Thursday, October 12, 2006

How I make a living

The best thing about my job is the fieldwork. I just had an extremely satisfying visit to one of my community tourism projects in Namau/Namave village, 100kms by road (you have to go right around Pemba bay, which is the third-largest in the world), maybe 20km as the crow flies, from Pemba, inside the Quirimbas National Park (QNP). Namave is a little village of fishermen and farmers, pretty much typical of the area. It is situated on a large river-mouth, lined by mangrove trees. Nearby are beaches where marine turtles nest. 5km outside the village is an old sisal plantation, owned by Meco, whose grandfather worked there in the colonial era. Meco is an ex-hunter and livestock farmer who is rehabilitating the owner’s house for tourists, has discussed offering various excursions and activities with the villagers, and then approached the QNP about supporting his initiative. Which is where I come in.

My job is to set up and promote 8 community tourism projects in different parts of the park over three years (if they renew my one-year contract in December. I think they will, at least I haven’t seen the position advertised yet!). This year I have to have two up and running. One is a homestay project on Ibo island (more on this next week after I visit it), the other is Namave.
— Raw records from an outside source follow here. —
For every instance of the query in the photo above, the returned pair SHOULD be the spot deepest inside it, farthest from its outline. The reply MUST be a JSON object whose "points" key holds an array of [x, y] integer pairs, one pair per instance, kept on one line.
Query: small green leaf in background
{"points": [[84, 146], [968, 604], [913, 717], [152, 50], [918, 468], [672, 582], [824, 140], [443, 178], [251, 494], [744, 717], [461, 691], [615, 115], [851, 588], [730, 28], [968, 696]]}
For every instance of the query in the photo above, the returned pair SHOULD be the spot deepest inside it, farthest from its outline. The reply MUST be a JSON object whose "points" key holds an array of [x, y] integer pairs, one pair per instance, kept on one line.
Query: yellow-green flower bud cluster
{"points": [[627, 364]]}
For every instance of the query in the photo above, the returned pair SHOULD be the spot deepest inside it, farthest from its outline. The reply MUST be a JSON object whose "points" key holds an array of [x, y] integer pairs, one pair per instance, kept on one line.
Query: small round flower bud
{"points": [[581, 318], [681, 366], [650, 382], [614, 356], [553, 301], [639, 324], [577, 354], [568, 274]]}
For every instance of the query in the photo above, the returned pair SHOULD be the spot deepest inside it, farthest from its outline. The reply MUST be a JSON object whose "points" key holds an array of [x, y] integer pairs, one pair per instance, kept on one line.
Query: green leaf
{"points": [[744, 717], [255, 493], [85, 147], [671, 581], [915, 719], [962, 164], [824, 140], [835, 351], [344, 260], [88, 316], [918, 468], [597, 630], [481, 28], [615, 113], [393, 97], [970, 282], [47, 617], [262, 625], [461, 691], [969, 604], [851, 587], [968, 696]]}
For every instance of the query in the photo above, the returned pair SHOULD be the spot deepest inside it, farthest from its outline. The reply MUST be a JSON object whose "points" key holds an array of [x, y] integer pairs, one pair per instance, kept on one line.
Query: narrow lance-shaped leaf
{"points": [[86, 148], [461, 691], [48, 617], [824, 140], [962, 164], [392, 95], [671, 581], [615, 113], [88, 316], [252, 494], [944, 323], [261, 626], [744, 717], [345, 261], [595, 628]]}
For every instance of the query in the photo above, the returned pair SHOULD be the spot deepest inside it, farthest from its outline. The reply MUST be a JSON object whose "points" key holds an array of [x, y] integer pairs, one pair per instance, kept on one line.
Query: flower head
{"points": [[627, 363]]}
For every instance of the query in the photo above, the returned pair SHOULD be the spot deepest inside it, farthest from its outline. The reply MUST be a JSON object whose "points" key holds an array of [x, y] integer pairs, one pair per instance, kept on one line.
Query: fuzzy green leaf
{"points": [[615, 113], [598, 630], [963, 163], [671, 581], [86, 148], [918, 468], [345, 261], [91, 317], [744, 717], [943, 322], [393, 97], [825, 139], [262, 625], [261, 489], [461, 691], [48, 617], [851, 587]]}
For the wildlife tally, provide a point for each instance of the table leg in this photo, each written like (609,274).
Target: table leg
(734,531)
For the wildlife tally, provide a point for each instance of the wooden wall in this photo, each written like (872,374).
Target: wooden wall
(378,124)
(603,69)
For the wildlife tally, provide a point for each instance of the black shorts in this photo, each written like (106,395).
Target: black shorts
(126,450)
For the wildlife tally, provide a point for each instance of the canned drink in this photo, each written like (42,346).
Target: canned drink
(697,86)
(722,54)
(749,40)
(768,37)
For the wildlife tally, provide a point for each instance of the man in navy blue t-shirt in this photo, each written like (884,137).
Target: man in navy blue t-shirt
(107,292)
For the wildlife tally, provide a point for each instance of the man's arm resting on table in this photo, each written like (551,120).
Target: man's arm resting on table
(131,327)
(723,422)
Namave has lots going for it – a great setting, a tourism initiative already on the go, proximity to Pemba, a community already interested, a contact person – Meco – who is very capable, speaks English and is very enthusiastic, and cell phone reception. This last element is extremely helpful for making bookings and warning the community that tourists are coming. So far so good. Of course, the village has never, ever received tourists. ( I lie, I took a friend with me last time, she was the first.) They have no experience of running activities. They speak no English and many speak no Portuguese (especially the women). They expect a lot (a school, a hospital, a well) and think the QNP will provide these things. They are very poor, and have never handled a community fund, which will be created by the project. They are also friendly, welcoming, and keen, if a little sceptical. They’ve been promised things before, they have yet to see anything happen. My challenge is to get this project organised, get them committed and involved, but also manage their expectations, as they will hardly be making a fortune to start with. I have to help them set up a community body that will receive and manage community funds, in a transparent and accountable way. I have to consider social impacts, environmental impacts, economic impacts, exclusion, inclusion, confusion. Here’s the crunch – I have never done this before. I really hope I can do it. The head of WWF in Mozambique – to whom I am contracted – really put me at ease with this email some months back: “Community tourism in the QNP has to be our biggest success story ever. And soon.” No pressure then.

1 Comments:

At 9:16 pm, Anonymous Anonymous said...

what an unbelievable job. enviro-developmental guru and super-mum buggy pusher. you make us paper pushers feel like there might be light outside the tunnel-visioned world of the office... keep us posted.
(on a more technical note, would be interesting to gauge impact on community social capital of the tourism project. masses of social impact analysis literature in DFID - let me know if you would like to be buried in paper.)